1

I am looking for a way to cleanly convert HTML tables to readable plain text.

I.e. given an input:

<table>
    <tr>
        <td>Height:</td>
        <td>200</td>
    </tr>
    <tr>
        <td>Width:</td>
        <td>440</td>
    </tr>
</table>

I expect the output:

Height: 200
Width: 440

I would prefer not using external tools, e.g. w3m -dump file.html, because they are (1) platform-dependent, (2) I want to have some control over the process and (3) I assume it is doable with Python alone with or without extra modules.

I don't need any word-wrapping or adjustable cell separator width. Having tabs as cell separators would be good enough.

Update

This was an old question for an old use case. Given that pandas provides the read_html method, my current answer would definitely be pandas-based.

ccpizza
  • 28,968
  • 18
  • 162
  • 169

3 Answers3

4

How about using this:

Parse HTML table to Python list?

But, use collections.OrderedDict() instead of simple dictionary to preserve order.
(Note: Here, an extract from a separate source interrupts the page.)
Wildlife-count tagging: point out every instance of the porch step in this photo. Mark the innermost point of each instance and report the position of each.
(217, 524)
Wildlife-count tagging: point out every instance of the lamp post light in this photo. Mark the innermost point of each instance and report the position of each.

After you have a dictionary, it is very-very easy to get and format the text from it:

Using the solution of @Colt 45:

import xml.etree.ElementTree
import collections

s = """\
<table>
    <tr>
        <th>Height</th>
        <th>Width</th>
        <th>Depth</th>
    </tr>
    <tr>
        <td>10</td>
        <td>12</td>
        <td>5</td>
    </tr>
    <tr>
        <td>0</td>
        <td>3</td>
        <td>678</td>
    </tr>
    <tr>
        <td>5</td>
        <td>3</td>
        <td>4</td>
    </tr>
</table>
"""

table = xml.etree.ElementTree.XML(s)
rows = iter(table)
headers = [col.text for col in next(rows)]
for row in rows:
    values = [col.text for col in row]
    for key, value in collections.OrderedDict(zip(headers, values)).iteritems():
        print key, value

Output:

Height 10
Width 12
Depth 5
Height 0
Width 3
Depth 678
Height 5
Width 3
Depth 4
Community
  • 1
  • 1
Peter Varo
  • 11,726
  • 7
  • 55
  • 77
  • Thank you for example code but the issue is that it only handles one special case and my actual input is bit more complicated and contains lots of colspans so it won't display the data the way I want it to. Here is a sample of the actual data: http://pastebin.com/yRQvz2Ww At the moment none of the options I tried (elementree, lxml, BeautifulSoup) come close to the output of `w3m -dump` with the input i have. – ccpizza May 25 '13 at 11:53
  • That is a whole different question — I mean the *given input* and *expected output* is not what you asked. For what you asked first, my answer is working. – Peter Varo May 25 '13 at 12:07
  • My original example is *generic* and the preferred answer would ideally be *generic* too. The solution you propose does solve the simplest case but is not *generic* enough. – ccpizza May 25 '13 at 17:02
1

You should look at the standard library modules ElementTree and minidom

Oin
  • 6,951
  • 2
  • 31
  • 55
1

You can use HTQL module at http://htql.net.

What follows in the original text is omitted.